What advice would you give to a budding entrepreneur who wanted to get involved in the data industry? What about AI and machine learning?
Fierce market out there so make sure you build something that has some major distinguishing factors and has a good value proposition to the market.
AI and machine learning are hot emerging technologies and this is making its own market where companies are starting to pay for these technologies. This is an excellent area to develop something new and cutting edge.

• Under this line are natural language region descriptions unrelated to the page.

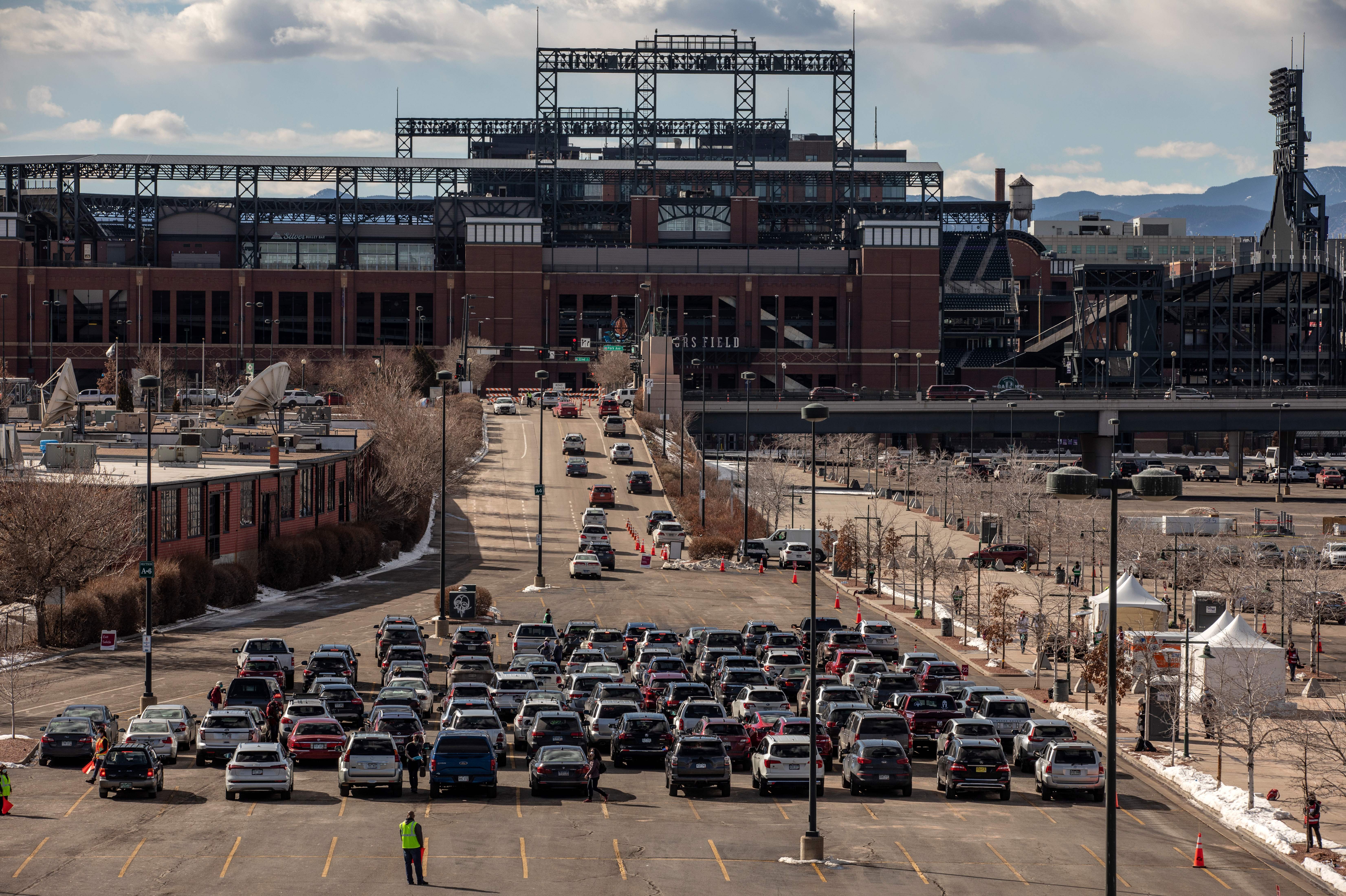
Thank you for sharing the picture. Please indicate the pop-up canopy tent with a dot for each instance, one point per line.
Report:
(1239, 667)
(1137, 607)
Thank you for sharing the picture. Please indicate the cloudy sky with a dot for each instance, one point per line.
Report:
(1112, 96)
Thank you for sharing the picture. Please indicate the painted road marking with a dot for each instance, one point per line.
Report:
(131, 859)
(329, 863)
(721, 862)
(45, 843)
(1102, 863)
(1007, 864)
(225, 870)
(915, 867)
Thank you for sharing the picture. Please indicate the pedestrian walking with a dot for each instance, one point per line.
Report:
(1208, 715)
(414, 850)
(415, 761)
(1313, 813)
(593, 771)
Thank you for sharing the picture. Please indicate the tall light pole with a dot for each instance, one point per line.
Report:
(445, 377)
(811, 844)
(748, 444)
(539, 579)
(1076, 484)
(149, 697)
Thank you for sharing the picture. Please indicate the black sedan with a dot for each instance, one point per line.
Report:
(554, 767)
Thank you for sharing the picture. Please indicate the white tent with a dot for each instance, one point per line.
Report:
(1137, 607)
(1239, 667)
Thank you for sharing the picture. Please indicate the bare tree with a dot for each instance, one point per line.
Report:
(60, 532)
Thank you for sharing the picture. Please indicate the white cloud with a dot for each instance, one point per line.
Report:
(40, 101)
(159, 126)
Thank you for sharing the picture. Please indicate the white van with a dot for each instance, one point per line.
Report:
(777, 541)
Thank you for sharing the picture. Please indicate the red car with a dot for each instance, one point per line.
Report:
(317, 738)
(843, 658)
(653, 692)
(738, 745)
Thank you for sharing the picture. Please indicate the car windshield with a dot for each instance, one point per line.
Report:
(227, 722)
(791, 751)
(127, 758)
(982, 755)
(1005, 710)
(68, 727)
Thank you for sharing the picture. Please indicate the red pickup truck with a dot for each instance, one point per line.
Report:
(927, 715)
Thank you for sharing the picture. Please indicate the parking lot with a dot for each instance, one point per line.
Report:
(64, 837)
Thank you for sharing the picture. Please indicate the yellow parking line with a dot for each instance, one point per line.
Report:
(1007, 864)
(915, 867)
(131, 859)
(45, 843)
(225, 870)
(1180, 852)
(329, 863)
(79, 801)
(723, 870)
(1102, 863)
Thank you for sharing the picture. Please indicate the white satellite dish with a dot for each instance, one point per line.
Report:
(64, 395)
(264, 392)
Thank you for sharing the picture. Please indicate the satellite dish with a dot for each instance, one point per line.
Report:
(264, 392)
(64, 395)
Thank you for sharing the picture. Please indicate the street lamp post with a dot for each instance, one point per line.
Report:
(539, 579)
(443, 377)
(149, 697)
(1076, 484)
(811, 844)
(748, 376)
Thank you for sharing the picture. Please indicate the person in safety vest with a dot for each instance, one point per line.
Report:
(414, 848)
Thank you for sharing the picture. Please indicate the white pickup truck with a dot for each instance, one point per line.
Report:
(270, 649)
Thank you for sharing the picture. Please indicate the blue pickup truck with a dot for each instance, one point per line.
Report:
(462, 759)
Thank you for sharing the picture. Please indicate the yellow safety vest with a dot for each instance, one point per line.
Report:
(408, 831)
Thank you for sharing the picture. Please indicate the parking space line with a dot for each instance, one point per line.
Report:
(915, 867)
(329, 863)
(1181, 853)
(225, 870)
(721, 862)
(1102, 863)
(45, 843)
(1007, 864)
(132, 858)
(79, 801)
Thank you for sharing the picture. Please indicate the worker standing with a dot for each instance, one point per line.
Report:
(414, 847)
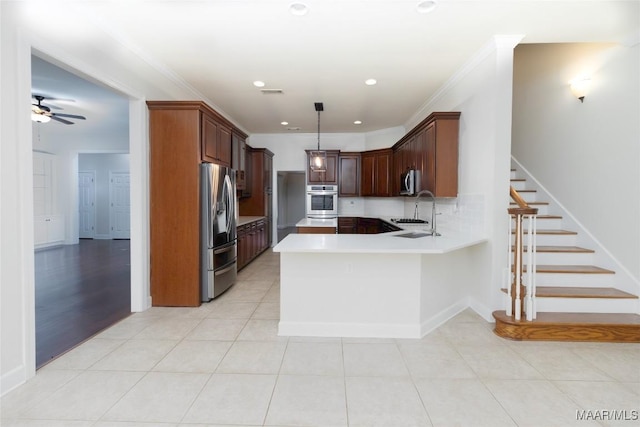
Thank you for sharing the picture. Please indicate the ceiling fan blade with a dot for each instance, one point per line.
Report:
(72, 116)
(66, 122)
(50, 98)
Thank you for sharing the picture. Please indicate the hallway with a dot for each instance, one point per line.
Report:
(79, 291)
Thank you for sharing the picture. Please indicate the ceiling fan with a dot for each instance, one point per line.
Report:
(42, 114)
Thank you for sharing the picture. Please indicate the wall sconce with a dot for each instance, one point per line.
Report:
(580, 87)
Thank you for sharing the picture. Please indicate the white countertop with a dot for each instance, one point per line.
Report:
(313, 222)
(450, 240)
(242, 220)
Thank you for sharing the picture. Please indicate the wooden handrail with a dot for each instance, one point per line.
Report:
(518, 198)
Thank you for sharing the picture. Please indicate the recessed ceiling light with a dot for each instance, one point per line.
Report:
(426, 6)
(298, 9)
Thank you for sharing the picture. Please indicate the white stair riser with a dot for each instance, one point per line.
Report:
(564, 258)
(587, 305)
(576, 280)
(519, 185)
(542, 209)
(550, 240)
(529, 197)
(541, 223)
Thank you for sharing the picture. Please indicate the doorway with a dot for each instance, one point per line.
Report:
(82, 283)
(87, 204)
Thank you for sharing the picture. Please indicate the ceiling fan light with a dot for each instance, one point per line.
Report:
(40, 118)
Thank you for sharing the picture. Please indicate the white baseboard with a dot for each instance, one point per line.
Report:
(12, 380)
(348, 330)
(437, 320)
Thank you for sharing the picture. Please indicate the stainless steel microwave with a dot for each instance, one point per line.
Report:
(322, 201)
(410, 182)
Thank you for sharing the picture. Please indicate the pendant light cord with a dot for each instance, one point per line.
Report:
(318, 130)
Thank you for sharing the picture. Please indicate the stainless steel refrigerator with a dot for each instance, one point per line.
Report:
(218, 261)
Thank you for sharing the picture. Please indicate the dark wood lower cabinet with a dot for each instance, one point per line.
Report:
(252, 241)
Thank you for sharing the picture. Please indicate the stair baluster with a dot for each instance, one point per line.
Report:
(518, 286)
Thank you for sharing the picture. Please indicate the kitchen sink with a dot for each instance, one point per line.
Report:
(409, 221)
(414, 234)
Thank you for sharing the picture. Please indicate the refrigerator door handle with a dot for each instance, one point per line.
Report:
(227, 194)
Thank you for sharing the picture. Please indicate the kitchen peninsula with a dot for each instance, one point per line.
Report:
(400, 284)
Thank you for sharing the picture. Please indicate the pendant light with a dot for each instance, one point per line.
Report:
(318, 159)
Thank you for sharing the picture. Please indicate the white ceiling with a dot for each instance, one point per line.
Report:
(219, 47)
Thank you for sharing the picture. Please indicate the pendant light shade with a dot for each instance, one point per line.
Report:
(318, 159)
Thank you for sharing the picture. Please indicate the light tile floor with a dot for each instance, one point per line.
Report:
(222, 364)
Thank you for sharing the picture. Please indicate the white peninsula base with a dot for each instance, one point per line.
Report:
(333, 288)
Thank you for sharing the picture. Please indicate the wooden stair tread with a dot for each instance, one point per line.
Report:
(630, 319)
(580, 292)
(592, 327)
(572, 269)
(554, 231)
(530, 203)
(559, 249)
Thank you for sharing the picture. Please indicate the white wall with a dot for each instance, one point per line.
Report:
(291, 198)
(482, 92)
(587, 155)
(102, 164)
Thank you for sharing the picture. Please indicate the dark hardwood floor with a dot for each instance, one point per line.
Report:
(79, 291)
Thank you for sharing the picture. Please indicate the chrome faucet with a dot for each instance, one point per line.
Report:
(433, 210)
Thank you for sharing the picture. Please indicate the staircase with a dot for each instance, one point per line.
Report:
(575, 300)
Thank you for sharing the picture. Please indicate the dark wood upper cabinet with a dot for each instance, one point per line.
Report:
(182, 134)
(216, 141)
(349, 175)
(432, 148)
(377, 166)
(239, 159)
(331, 174)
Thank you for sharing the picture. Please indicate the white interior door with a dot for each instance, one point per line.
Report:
(120, 205)
(87, 204)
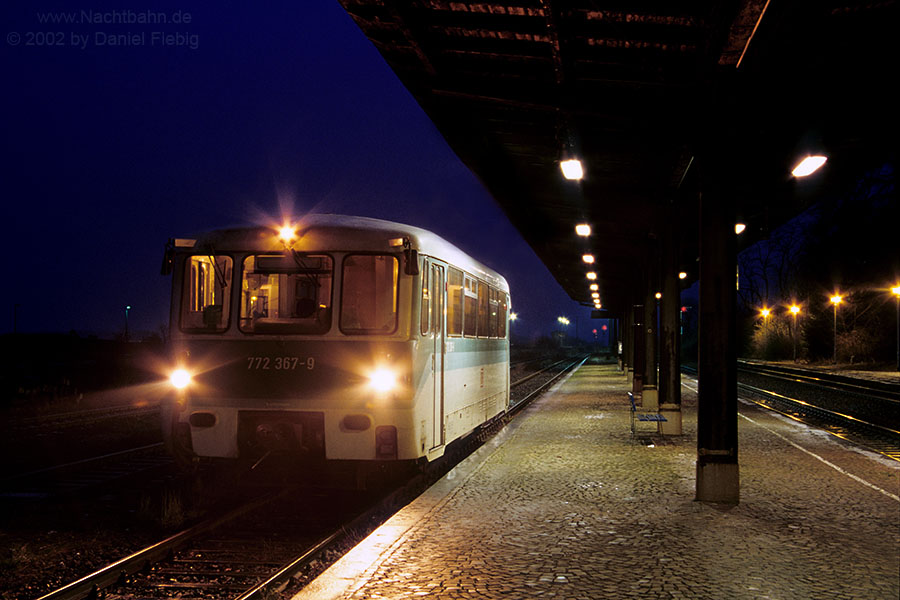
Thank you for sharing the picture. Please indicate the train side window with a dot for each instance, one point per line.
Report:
(369, 294)
(504, 315)
(206, 299)
(483, 302)
(470, 324)
(454, 301)
(495, 313)
(286, 294)
(425, 308)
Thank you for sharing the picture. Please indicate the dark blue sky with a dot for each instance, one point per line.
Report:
(110, 150)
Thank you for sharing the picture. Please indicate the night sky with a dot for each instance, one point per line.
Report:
(237, 117)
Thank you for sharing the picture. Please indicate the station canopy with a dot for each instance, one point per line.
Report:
(637, 91)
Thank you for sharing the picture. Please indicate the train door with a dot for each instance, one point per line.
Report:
(437, 301)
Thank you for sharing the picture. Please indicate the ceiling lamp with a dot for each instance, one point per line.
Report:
(808, 166)
(572, 169)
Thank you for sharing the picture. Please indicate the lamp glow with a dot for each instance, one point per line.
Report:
(808, 166)
(572, 169)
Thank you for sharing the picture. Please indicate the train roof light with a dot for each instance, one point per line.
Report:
(180, 379)
(286, 233)
(382, 379)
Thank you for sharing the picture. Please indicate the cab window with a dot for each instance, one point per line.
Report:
(205, 299)
(286, 293)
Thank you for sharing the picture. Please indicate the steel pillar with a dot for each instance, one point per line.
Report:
(670, 333)
(649, 393)
(717, 442)
(637, 345)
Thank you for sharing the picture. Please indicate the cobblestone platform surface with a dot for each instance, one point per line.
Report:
(564, 503)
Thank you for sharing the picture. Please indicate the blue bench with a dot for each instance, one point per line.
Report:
(648, 417)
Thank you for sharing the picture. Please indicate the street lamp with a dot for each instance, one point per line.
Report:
(896, 291)
(795, 310)
(836, 299)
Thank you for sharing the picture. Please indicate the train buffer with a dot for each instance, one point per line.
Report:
(650, 417)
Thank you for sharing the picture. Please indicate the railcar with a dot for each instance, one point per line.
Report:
(333, 339)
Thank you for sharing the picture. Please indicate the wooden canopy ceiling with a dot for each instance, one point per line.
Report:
(633, 88)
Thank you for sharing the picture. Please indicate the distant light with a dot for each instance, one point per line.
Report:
(286, 233)
(572, 169)
(808, 166)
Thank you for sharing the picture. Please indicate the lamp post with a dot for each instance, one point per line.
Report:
(836, 299)
(896, 292)
(795, 310)
(562, 333)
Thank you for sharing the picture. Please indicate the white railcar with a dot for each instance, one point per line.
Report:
(336, 339)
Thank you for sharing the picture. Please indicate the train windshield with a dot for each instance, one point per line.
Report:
(369, 294)
(205, 300)
(286, 293)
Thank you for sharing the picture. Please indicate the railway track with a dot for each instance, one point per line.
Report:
(273, 541)
(859, 411)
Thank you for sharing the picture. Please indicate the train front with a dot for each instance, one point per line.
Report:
(291, 343)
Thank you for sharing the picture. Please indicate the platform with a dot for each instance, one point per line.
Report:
(565, 503)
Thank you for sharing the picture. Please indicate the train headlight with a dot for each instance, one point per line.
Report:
(180, 379)
(382, 380)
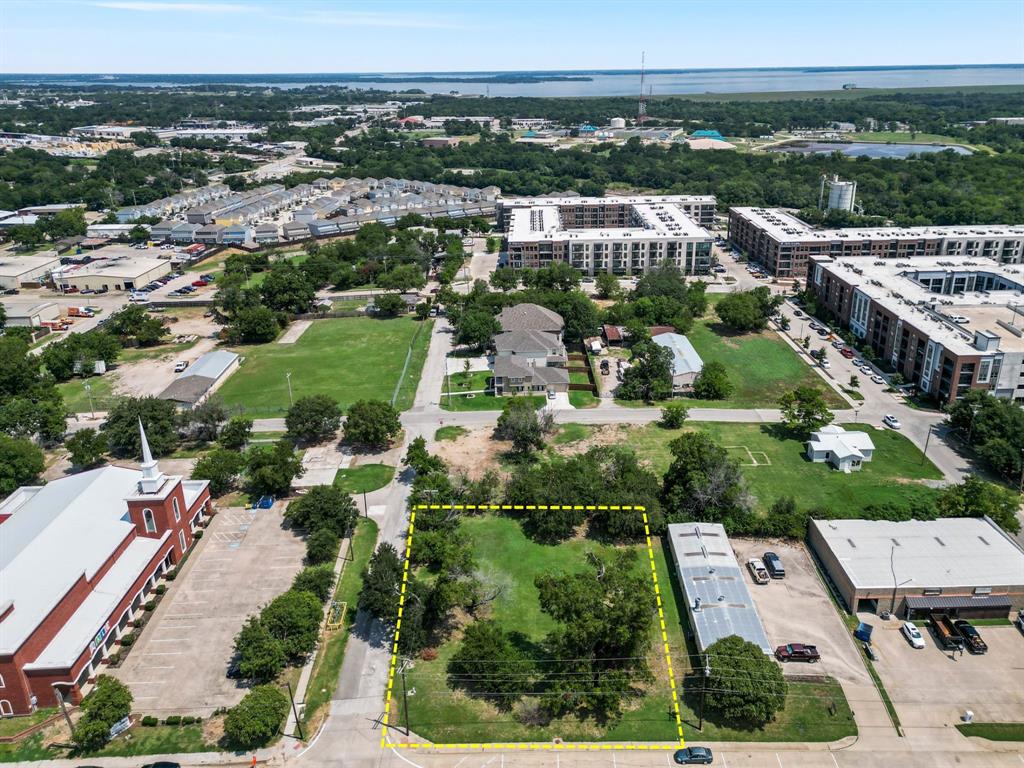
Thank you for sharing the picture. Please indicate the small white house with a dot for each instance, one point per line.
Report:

- Build cognitive data products, applications, and services that converge data management, analytics, AI, algorithms, and visualizations for faster time to value
- Capitalize on trends such as cloud, mobile, digitization, AI, IoT
- Build standard-based, open, pluggable solutions that are easy to integrate, extensible, and preserve existing investments
- Build solutions that simplify the AI and machine learning pipelines and make these techniques accessible to line-of-business
Where do you see the crossover with AI / big data / and IoT in 10 years?
Data is the common thread that connects AI, big data, and IoT. I see these areas converging together with enterprises deploying data-driven cognitive IoT applications that connect people, processes, and devices. Data will freely flow from edge to cloud in real-time and AI and algorithms will provide rich, contextual insights to sense, understand, and respond to business opportunities.
What are your thoughts on AI? Do you believe the fears that many people express over artificial intelligence are warranted? Are you worried about humanity’s future alongside AI?
I see AI based cognitive applications complementing humans to deliver:
o Higher combined value
o Remove complexity
o Taking on routine tasks and freeing humans for high quality, high value work
Don’t really believe in fear, but information privacy from many of the vendors is real. Google, Apple, Amazon, have all kinds of data on us now and we need to be careful on how these guys use that information. On government projects, we have very fine and defined laws to protect US citizens on this where I believe a great degree of reform needs to be applied to the commercial enterprises.
Speaking of technological concerns, we are seeing a lot of cyberthreats lately like Brickerbot, WannaCry, and, of course, the Mirai botnet is all but forgotten. What makes Kinetica's security different and safer for its users?
Kinetica was incubated as a US Army and NSA project with strict security requirements. It features comprehensive across the stack security features including:
Security is a core tenant of our product once it was created which years of engineering applied to Kinetica. Row and cell level security.
- Authentication: LDAP authentication with support for Microsoft Active Directory, and OpenLDAP.
- Authorization: Role-based access control with users, roles, and permissions.
- Encryption: Full encryption for data in motion and at rest with SSL/HTTPS, PLS, AES-256 and more.